Since 2006, Taryn Simon has collected objects and documents in a black ﬁeld measured to the exact dimensions of Kazimir Malevich’s painting Black Square (1915). Set to end on May 21, 3015, and created in collaboration with Russia’s State Atomic Energy Corporation, Simon’s newest iteration of the project, a journey into the future, is the ultimate homage—a black square of vitriﬁed nuclear waste. Black Square XVII is now a permanent installation at Garage Museum of Contemporary Art in Moscow, where the ongoing series will be presented in spring 2016. With Black Square XVII, Simon explained, “I wanted to make a work not for my generation, nor my children’s generation, but for a distant future to which I have no tangible relationship.” An excerpt from “Odyssey,” the Spring 2016 issue of Aperture magazine.
Kate Fowle: Black Square began in 2006 and is ongoing, making it the longest running project you have embarked upon so far.

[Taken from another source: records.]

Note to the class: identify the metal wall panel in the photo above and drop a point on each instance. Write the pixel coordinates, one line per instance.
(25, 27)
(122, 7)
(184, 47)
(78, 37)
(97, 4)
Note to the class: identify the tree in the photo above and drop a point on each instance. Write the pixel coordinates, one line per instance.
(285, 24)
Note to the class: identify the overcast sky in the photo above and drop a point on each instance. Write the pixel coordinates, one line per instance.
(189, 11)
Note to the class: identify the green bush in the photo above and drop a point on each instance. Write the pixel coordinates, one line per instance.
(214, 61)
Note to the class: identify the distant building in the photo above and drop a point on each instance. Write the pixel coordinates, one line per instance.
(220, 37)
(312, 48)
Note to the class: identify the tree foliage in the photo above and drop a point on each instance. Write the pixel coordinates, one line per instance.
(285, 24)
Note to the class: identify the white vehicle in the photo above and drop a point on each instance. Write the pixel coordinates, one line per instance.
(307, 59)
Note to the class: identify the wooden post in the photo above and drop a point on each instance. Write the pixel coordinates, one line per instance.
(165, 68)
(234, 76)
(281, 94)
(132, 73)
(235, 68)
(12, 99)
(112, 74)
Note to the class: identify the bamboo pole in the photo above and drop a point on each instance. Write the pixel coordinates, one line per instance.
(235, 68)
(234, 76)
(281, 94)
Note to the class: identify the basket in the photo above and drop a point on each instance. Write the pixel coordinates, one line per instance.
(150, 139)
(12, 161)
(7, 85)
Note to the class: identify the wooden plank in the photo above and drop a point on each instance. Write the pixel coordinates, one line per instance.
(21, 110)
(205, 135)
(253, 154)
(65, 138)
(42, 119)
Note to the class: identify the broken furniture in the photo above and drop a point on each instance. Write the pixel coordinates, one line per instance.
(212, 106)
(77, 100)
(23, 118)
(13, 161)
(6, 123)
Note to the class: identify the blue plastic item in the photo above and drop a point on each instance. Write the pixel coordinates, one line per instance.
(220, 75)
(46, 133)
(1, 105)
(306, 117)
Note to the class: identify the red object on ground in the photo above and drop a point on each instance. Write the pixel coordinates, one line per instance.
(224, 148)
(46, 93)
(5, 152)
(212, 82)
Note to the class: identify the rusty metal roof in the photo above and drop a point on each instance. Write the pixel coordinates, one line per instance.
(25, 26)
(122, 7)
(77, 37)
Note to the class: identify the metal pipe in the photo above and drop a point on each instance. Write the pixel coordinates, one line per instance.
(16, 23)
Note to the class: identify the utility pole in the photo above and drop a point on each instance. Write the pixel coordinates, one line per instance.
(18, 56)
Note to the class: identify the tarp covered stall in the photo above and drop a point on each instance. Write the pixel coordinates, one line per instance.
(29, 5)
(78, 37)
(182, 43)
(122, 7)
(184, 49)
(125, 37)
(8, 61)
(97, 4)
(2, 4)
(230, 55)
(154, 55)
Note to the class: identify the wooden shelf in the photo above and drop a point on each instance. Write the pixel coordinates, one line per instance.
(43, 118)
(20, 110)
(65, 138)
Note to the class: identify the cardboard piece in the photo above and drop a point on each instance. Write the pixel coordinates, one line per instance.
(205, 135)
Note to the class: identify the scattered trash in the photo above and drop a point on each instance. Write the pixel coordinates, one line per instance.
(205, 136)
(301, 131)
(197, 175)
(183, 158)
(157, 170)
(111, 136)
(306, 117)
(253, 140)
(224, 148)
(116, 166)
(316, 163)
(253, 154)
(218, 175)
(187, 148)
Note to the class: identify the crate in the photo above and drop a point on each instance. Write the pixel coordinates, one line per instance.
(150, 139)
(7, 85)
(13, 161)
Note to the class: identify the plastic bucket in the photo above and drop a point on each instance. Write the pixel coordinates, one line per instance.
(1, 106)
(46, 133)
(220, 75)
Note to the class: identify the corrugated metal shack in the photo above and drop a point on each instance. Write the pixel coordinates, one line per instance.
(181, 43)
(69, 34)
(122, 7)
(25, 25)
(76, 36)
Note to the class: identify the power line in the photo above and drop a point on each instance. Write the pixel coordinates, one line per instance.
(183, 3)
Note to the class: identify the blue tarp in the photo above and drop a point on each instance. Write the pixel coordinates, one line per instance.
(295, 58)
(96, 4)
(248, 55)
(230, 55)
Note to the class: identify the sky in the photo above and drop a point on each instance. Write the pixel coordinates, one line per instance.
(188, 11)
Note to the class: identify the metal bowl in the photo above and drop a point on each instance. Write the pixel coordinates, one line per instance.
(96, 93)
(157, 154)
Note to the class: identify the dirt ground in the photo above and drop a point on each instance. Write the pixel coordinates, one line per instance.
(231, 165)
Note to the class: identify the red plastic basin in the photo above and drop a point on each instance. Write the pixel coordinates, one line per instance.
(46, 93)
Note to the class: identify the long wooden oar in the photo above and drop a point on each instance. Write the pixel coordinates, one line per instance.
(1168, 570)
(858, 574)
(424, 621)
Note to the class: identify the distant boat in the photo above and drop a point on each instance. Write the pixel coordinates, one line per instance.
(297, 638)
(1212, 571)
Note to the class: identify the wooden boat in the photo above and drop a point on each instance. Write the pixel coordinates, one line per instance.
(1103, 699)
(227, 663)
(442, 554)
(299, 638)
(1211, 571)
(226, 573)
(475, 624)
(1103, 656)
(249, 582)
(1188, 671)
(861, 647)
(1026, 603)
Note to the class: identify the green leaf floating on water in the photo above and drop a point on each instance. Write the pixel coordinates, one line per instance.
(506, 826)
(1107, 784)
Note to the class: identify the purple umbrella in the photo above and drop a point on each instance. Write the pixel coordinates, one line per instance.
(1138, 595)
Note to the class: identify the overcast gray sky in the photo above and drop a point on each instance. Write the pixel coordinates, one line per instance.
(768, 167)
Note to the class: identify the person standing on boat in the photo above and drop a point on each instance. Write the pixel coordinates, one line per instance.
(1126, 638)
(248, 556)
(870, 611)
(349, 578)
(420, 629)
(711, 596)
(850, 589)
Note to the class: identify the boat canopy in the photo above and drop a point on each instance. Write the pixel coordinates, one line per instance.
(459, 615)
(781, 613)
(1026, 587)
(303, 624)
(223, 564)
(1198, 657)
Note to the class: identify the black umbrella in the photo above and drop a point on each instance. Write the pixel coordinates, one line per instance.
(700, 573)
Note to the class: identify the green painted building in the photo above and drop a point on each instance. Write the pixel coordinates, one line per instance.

At the same time, it has never been exhibited as a series, or perhaps it’s better to say not exhibited as a complete story. Does this project enable you to structure, or think out loud, about various subjects and ideas that become important to you during your research for other series?
Taryn Simon: It was a needed liberation from the tight margins of my projects. I’ve worked for so long in very closed and serial projects—ones that take consecutive years to produce. The Black Square series has allowed me to think and work differently.
KF: It’s “action research.”
TS: I make the individual works for Black Square whenever I feel like it—not in a controlled time slot. Within the “black” I’m able to dig into the lists I collect of singular ideas. I guess the irony is that I couldn’t escape my taxonomic instinct, as I put all of these distinct subjects in the repetitive void of the black square. But, for me, it’s the messiest I’ve been.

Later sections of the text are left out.